The room where polysomnography is done is similar to a hotel room, and it's dark and quiet during the test. You don't share the room with anyone else. The room has an infrared camera, so the polysomography technologists monitoring you can see what's happening in the room when the lights are out, and an audio system, so they can talk to you and hear you from their monitoring area outside the room.
After you get ready for bed, one of the technologists places sensors on your scalp, temples, chest and legs using a mild adhesive, such as glue or tape. The sensors are connected by wires to a computer, but the wires are long enough to let you move normally in bed. A small clip also is placed on you finger to monitor the level of oxygen in your blood.
While you sleep, a technologist monitors your brain waves, eye movements, heart rate, breathing pattern, blood oxygen level, body position, limb movement, snoring and other noise you may make as you sleep. All of these measurements are recorded on a continuous graph.
You are monitored throughout the night. If you need assistance, you can talk to them through the monitoring equipment. They can come into the room to detach the wires if you need to get up during the night.
Although you probably won't fall asleep as easily or sleep as well at the sleep center as you do at home, this usually doesn't affect the test results. A full night's sleep isn't required to obtain accurate polysomnography results.

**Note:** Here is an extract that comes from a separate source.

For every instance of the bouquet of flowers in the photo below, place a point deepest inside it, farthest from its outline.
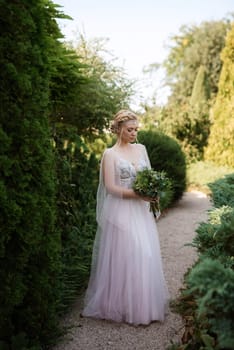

What is the treatment for Obstructive Sleep Apnea?

Continuous Positive Airflow Pressure, or CPAP for short, is the most common treatment for moderate to severe obstructive sleep apnea. In many cases, you'll experience immediate symptom relief and a huge boost in your mental and physical energy. The CPAP device is a mask-like machine that provides a constant stream of air which keeps your breathing passages open while you sleep. Most CPAP devices are the size of a tissue box. There are other treatment options such as losing weight, stoppng smoking, and dental devices. A sleep center physician will work with you to find the best option.

How do I get to the Sleep Lab?


Directions to the CHC Sleep Lab

1.The CHC Sleep Lab is located in the Community Health Center of Branch County at 274 E. Chicago Street, Coldwater, MI
2.Please use the Chicago Street (US 12) entrance on the north side of the hospital.
3.Once you enter through the Chicago Street entrance, proceed to the 2nd elevator on the right hand side.
4.Next to this elevator is a phone; pick up the phone and tell the person who answers that you are there for a sleep study.
5.The staff will send down the elevator to pick you up and take you to the 2nd floor.
6.The Sleep Lab is located on the 2nd floor.